Implementation Steps: 1. Load all available personas from app/persona/passports/ 2. Get user's trait profile 3. Calculate match scores for each persona using: - Big 5 personality similarity (cosine similarity) - Interest overlap (Jaccard index) - Communication style matching - Emotional compatibility 4. Sort personas by match_score (descending) 5. Generate reasoning for top 2-3 matches 6. Return formatted recommendations

Persona Files: - app/persona/passports/sage.json - app/persona/passports/echo.json - (Future: add more personas)

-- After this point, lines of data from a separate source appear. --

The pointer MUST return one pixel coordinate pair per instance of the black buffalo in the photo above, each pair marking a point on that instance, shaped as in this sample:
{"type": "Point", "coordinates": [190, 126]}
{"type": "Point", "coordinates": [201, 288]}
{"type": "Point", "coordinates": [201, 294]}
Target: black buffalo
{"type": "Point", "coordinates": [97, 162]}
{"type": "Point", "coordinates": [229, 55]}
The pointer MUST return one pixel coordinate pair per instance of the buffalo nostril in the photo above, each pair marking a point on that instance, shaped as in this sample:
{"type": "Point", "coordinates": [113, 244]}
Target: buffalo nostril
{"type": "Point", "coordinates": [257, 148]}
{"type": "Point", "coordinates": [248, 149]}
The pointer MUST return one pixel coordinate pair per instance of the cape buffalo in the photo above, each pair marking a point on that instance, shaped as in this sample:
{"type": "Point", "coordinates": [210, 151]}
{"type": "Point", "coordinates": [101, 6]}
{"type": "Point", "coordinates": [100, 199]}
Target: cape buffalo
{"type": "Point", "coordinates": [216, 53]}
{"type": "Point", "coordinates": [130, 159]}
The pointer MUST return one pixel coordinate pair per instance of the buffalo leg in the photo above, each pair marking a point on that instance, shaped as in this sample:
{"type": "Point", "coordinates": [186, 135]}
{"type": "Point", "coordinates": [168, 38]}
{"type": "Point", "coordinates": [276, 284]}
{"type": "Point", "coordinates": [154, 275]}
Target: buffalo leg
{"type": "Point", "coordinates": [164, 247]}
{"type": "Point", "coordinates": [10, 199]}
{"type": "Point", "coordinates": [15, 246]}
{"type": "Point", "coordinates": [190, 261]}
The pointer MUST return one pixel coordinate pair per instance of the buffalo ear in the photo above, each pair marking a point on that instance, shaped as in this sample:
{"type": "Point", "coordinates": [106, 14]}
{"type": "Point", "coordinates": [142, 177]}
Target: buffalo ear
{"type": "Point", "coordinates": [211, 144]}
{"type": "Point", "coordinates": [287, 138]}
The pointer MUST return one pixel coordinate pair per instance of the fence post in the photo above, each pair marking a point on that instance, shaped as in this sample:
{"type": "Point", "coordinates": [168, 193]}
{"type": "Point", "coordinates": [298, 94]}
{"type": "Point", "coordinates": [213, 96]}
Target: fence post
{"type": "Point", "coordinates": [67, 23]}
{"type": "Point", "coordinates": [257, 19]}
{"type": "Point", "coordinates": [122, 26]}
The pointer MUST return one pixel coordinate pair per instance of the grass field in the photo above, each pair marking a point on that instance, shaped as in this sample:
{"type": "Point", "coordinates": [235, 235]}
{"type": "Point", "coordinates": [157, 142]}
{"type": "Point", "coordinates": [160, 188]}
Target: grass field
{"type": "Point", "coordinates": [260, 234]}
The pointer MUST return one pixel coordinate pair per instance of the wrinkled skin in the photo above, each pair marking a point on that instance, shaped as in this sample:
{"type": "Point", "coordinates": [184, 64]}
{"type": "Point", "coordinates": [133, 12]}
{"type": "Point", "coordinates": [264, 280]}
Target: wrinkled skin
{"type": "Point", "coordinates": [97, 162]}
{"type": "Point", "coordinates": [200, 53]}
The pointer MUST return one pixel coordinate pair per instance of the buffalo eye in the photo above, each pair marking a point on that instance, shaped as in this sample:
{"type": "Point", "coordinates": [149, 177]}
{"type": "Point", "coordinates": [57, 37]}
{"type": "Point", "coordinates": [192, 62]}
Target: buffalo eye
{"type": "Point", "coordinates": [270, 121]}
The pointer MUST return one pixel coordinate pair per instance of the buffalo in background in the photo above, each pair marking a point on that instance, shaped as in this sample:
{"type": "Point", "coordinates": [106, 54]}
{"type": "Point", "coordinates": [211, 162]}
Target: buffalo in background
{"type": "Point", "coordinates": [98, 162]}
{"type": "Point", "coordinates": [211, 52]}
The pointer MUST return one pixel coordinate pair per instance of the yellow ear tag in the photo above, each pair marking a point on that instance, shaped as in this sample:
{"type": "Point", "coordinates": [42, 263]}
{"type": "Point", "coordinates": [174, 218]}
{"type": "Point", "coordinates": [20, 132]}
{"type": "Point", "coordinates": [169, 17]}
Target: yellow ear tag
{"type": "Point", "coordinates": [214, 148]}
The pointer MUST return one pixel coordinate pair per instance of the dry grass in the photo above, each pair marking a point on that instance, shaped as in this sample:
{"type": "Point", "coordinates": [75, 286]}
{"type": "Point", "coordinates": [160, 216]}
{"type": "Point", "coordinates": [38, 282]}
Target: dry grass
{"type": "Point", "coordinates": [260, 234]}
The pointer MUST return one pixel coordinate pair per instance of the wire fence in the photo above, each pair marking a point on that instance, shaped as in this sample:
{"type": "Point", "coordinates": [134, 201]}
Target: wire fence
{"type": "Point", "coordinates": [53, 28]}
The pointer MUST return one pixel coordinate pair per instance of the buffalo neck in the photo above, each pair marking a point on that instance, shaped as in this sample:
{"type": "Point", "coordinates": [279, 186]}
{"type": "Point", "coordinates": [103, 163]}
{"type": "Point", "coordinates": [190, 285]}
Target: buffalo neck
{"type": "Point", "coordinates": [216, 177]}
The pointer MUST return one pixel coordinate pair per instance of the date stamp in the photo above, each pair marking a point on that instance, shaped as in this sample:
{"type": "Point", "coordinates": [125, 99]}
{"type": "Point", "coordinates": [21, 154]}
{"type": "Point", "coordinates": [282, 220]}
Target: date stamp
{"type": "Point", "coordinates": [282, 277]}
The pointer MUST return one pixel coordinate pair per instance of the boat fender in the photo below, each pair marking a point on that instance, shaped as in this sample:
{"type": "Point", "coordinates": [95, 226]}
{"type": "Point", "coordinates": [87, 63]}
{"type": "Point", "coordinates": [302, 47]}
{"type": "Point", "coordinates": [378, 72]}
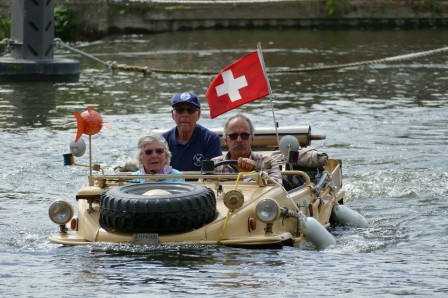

Task 1.3: Implement Select Persona API

File: app/api/traits_routes.py or app/api/onboarding_routes.py Endpoint: POST /onboarding/select-persona/{session_id}

Requirements:

Request = {
  "persona_id": str  # "sage_001" or "echo_001"
}

Response = {
  "success": bool,
  "message": str,
  "selected_persona": {
    "id": str,
    "name": str,
    "display_name": str,
    "description": str,
    "personality_archetype": str,
    "avatar_url": str,
    "traits": [str],
    "best_for": [str]
  }
}

Implementation Steps: 1. Validate session_id exists 2. Validate persona_id is valid 3. Update OnboardingSession.persona_selected 4. Update TraitProfile.selected_persona_id 5. Return success response with persona details


File: app/api/onboarding_routes.py Endpoint: GET /onboarding/chat-deeplink/{session_id}

Requirements:

Response = {
  "deeplink": str,  # "sms:+15551234567&body=Start"
  "qr_code_data": str,  # Same as deeplink or QR-specific format
  "instructions": str  # User-friendly instructions
}

Implementation Steps: 1. Get user's phone number from session 2. Generate iMessage deeplink: sms:{user_phone}&body=Hi 3. Optionally generate QR code data 4. Return deeplink with instructions

Edge Agent Integration: - When user sends first message via iMessage, Edge Agent should: - Recognize new user by phone number - Load selected persona (Sage or Echo) - Start conversation with persona's personality - Store conversations in mem0 namespace: {user_id}_{persona_id}


Phase 2: Implement User/Dashboard APIs (Priority: HIGH)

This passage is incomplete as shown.